With China’s smartphone market reaching 800 million users, the mobile apps space has been quite busy. Given its mobile and ecommerce growth, coupled with rapidly improving mobile infrastructure, China presents an enormous opportunity for both apps developers and marketers.
There are considerable challenges in achieving success in the mobile apps market. Those have to do with launching and promoting an app in the right store, figuring out monetization model that works and is sustainable, overcoming China-specific technical challenges and, finally, making sure that your product is not easily copied by a competitor.
Here is the list of 10 most important factors to consider before venturing into China’s mobile apps market:
The right mobile OS
Thanks to the low cost of entry level smartphones in China, two out of three users are on Android system which makes it the one to target first. iOS still represents about one third of the total market but Android will certainly continue to dominate China in the near future. Windows phones didn’t get much traction in China yet, while Blackberry and Nokia’s Symbian systems being even less relevant.
Fragmentation of Android apps market
There are literally hundreds of Android mobile stores, each focusing on a specific niche, demographics or geographic region. Understanding complex Android ecosystem is crucial to launching your app in the right store. Simply applying to all or most of them is not an option because each store has its own QA and approval process as well as billing system. The best strategy is to focus on the top 5 stores and monitor the performance of each of them. The most popular Android independent stores in China include AppChina, Anzhi, Gfan, Hiapk, Liqucn,Wandoujia, eoemarket, and 91Market (note that Google Play is not even in the top 20).
In addition, many large companies, such as China Mobile (largest mobile provider), Baidu (top search engine), QQ (popular messenger), as well as Huawei, Lenovo, Xiaomi etc., have their own store.
Mobile network speed
The speed of China’s mobile networks still lags behind Western countries, Japan or Korea. If your app is graphics-heavy making it loading slow, it will most likely be abandoned. If you are considering localizing an existing app for Chinese market, you need to make sure that it works fast enough on much slower network speed.
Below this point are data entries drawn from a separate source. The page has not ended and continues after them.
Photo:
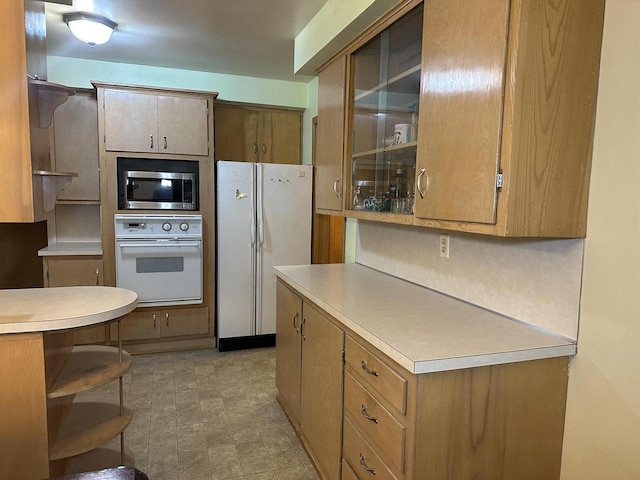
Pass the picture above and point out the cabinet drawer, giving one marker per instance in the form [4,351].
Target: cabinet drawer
[387,434]
[359,454]
[368,367]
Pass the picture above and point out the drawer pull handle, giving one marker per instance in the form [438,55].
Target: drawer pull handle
[368,370]
[363,410]
[369,469]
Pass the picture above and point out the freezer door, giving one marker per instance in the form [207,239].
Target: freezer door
[284,208]
[235,259]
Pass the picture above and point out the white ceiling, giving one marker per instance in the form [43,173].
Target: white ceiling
[240,37]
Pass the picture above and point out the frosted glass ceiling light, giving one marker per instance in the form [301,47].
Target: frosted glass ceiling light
[90,28]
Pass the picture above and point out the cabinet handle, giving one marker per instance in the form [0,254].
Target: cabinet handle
[363,411]
[418,183]
[368,370]
[369,469]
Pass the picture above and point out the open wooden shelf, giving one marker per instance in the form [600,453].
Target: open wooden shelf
[89,425]
[50,96]
[90,366]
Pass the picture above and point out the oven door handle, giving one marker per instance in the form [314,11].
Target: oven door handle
[159,244]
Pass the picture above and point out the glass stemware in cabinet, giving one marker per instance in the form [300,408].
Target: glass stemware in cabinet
[385,97]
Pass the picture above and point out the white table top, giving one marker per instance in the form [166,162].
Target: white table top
[48,309]
[421,329]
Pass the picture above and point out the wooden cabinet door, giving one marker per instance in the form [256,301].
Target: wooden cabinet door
[463,64]
[76,146]
[330,138]
[185,321]
[280,137]
[235,134]
[183,125]
[130,121]
[321,392]
[70,272]
[288,349]
[142,325]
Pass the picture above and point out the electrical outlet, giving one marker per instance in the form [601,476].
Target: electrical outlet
[444,246]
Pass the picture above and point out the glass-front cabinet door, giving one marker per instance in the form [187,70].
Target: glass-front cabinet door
[385,95]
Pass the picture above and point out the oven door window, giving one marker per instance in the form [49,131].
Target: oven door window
[161,273]
[159,264]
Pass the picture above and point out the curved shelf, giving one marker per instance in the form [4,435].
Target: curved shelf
[87,367]
[50,96]
[52,184]
[89,424]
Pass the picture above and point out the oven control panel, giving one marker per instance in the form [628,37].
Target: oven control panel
[158,226]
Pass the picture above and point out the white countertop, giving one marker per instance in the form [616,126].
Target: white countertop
[71,248]
[48,309]
[421,329]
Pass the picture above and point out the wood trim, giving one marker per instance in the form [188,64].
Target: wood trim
[152,89]
[379,25]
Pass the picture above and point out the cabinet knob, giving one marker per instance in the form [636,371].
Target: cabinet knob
[420,175]
[295,317]
[365,414]
[365,466]
[370,371]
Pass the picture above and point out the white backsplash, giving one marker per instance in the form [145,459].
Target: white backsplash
[533,281]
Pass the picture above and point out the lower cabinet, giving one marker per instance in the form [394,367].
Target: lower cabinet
[368,417]
[149,324]
[309,377]
[72,271]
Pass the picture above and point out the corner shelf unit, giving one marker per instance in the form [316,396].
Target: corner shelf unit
[91,421]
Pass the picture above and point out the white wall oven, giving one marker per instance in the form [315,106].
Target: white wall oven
[160,258]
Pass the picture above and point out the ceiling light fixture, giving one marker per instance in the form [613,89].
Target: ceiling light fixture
[90,28]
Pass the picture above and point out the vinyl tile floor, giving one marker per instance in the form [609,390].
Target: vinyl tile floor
[207,415]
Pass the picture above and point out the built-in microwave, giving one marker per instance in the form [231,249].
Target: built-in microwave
[152,184]
[159,190]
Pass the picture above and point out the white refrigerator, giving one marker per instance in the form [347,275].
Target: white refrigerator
[263,213]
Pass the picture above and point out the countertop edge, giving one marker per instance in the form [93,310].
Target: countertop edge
[429,366]
[91,319]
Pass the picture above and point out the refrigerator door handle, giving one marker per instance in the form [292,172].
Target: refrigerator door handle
[259,212]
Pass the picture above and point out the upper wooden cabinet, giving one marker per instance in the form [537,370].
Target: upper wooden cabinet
[253,134]
[505,115]
[75,128]
[330,136]
[155,123]
[29,186]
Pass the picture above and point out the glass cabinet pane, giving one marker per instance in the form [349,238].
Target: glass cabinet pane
[385,99]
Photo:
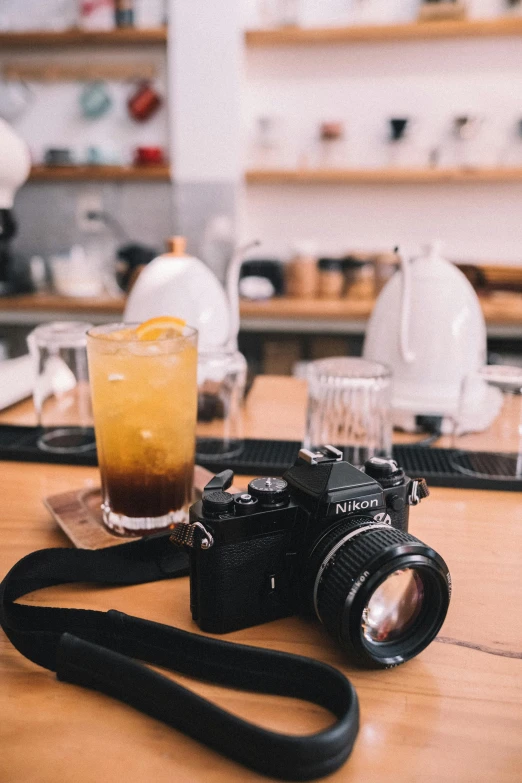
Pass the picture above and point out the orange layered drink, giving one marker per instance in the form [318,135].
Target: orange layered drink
[144,397]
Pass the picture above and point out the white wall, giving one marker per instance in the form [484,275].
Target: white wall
[363,85]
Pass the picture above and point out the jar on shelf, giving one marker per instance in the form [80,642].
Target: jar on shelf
[331,278]
[360,276]
[511,155]
[301,272]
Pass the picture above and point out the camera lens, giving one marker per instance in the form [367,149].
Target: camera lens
[380,592]
[394,606]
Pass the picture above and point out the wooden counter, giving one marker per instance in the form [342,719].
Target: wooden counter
[452,714]
[502,311]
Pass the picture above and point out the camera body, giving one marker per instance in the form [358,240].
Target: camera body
[256,556]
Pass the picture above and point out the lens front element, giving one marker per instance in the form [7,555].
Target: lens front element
[380,592]
[394,606]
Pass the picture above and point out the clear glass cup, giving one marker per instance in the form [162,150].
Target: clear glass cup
[61,392]
[144,400]
[349,408]
[221,391]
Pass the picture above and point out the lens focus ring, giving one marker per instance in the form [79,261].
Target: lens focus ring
[349,565]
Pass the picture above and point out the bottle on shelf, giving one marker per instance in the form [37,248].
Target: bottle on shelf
[403,151]
[438,10]
[301,272]
[331,278]
[465,147]
[124,13]
[268,148]
[331,146]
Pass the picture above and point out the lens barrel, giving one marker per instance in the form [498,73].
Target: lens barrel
[380,592]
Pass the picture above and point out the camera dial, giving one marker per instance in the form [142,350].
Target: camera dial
[217,502]
[269,491]
[245,504]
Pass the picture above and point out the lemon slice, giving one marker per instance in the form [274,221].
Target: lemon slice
[164,326]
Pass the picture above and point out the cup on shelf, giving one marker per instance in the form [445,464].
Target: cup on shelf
[95,100]
[59,156]
[149,14]
[301,272]
[61,392]
[349,407]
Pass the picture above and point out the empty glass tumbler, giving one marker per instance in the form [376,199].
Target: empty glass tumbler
[61,393]
[349,407]
[221,390]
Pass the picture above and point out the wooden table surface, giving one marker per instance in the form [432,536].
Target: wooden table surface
[452,714]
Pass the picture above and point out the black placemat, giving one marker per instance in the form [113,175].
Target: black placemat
[440,467]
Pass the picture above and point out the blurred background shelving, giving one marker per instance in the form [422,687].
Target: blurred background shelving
[408,31]
[65,38]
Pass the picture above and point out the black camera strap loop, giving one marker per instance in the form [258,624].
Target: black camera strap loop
[97,650]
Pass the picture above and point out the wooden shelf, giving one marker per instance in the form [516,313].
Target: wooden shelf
[104,173]
[381,176]
[410,31]
[120,37]
[500,308]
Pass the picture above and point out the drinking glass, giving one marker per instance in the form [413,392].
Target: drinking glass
[349,408]
[61,390]
[221,391]
[144,401]
[487,431]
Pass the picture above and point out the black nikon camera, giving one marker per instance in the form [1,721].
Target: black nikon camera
[326,539]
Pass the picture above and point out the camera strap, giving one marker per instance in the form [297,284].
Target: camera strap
[105,650]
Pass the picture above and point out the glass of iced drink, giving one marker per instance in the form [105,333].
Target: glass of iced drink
[144,395]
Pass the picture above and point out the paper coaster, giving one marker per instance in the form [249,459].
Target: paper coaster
[79,515]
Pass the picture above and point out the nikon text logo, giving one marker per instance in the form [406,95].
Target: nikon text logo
[349,506]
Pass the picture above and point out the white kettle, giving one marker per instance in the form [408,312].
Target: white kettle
[428,327]
[183,286]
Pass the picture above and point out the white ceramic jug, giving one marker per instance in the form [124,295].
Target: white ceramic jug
[428,327]
[183,286]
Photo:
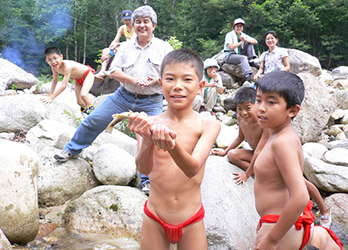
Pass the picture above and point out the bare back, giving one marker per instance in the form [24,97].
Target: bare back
[278,175]
[72,69]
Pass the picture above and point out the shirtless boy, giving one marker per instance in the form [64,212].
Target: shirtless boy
[281,196]
[173,152]
[249,130]
[82,74]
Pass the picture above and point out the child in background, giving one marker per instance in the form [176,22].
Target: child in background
[173,154]
[249,130]
[281,196]
[256,136]
[82,74]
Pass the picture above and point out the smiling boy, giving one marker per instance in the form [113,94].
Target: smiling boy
[173,153]
[281,196]
[82,74]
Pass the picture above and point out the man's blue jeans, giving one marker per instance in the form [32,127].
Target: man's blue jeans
[97,121]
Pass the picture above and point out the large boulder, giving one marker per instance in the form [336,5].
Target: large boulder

Hopefully, the ongoing development and introduction of 5G infrastructure will help alleviate this problem.
Social media integration
Another challenge of localization is the integration of the local social media channels. Your app won’t work in China (unless used with VPN) if signup or login options use Facebook or Twitter as those are inaccessible from the Mainland. Same goes for sharing and retweeting. If social media is essential for your app, make sure to integrate the most popular local platforms such as Sina and/or Tencent Weibo, YouKu or WeChat.
Cloud storage issue
Popular cloud storage services, such as Dropbox or Box.net, are often too slow or inaccessible from China. Out of popular Western services, only Microsoft Skydrive seems to be relatively stable at the moment. If cloud storage is required for your app’s functionality, consider using one of the local solutions, although they may not be as fast and convenient.
Local mobile-based payment services have won the war against any other payment method. Two of the most popular services are Alipay and WeChat Pay. Remember that Chinese use of credit cards is very limited as they seem to entirely skip the credit card era straight to the digital money world. Another popular payment system with mobile in-app purchases works directly through mobile carrier, such as China Telecom, China Unicom and China Mobile. This, however, require more complex integration of your app into their payment system, something that can’t be done without an experienced local partner company.
Everyone takes a cut
Apps stores fees range wildly, something to be taken into account when choosing the most suitable one as well. QQ for instance, takes up to 70% of an app’s revenue, while China Unicom takes 30%. In addition, each store has its own guidelines and procedures as well as its own government tax and banking rates. Note, that government tax and various regulation fees can easily reach up to 30% on top of the app store cut!
If your app is successful there is no question that it will be copied. All of the world’s most popular apps have local copycats. Partnering with a local partner that is familiar with the apps store ecosystem can also help ensure that the copycat apps are pulled from the store to be replaced by the official ones. On the other hand, if you are simply coming up with a concept for an app and it is a good one, such “partner” can simply appropriate it. Therefore, due diligence is paramount in choosing your local partner.
Purchasing apps outright has been in decline worldwide. In China, people are even less willing to pay for an app, no matter how insignificant the price would be. This means that more creative monetization strategies should be considered. One of them would be selling ads. Recently, BBC ran a story about Chinese mother who developed flash card app for their kids which is now supplementing her income by $1,000 every month from the ads alone.
Another model is based on in-app purchases. It makes more sense to give away an app for free to get users more familiar with it. Once, hopefully, they start liking it, they would be more willing to pay for extras. This model works well for games and chat apps.
Finally, premium model is another one to consider: user downloads an app with limited functionality but has to pay for more enhanced features.
Apps for brands
Finally, there is another type of apps that aims at building brand awareness or serves as a marketing tool to supplement and support offline or web-based sales. If your app doesn’t require payment system or complex integration with other services, it can be launched much more easily. Also, such app would not be in any danger of being copied as it has no value of itself without the brand behind it.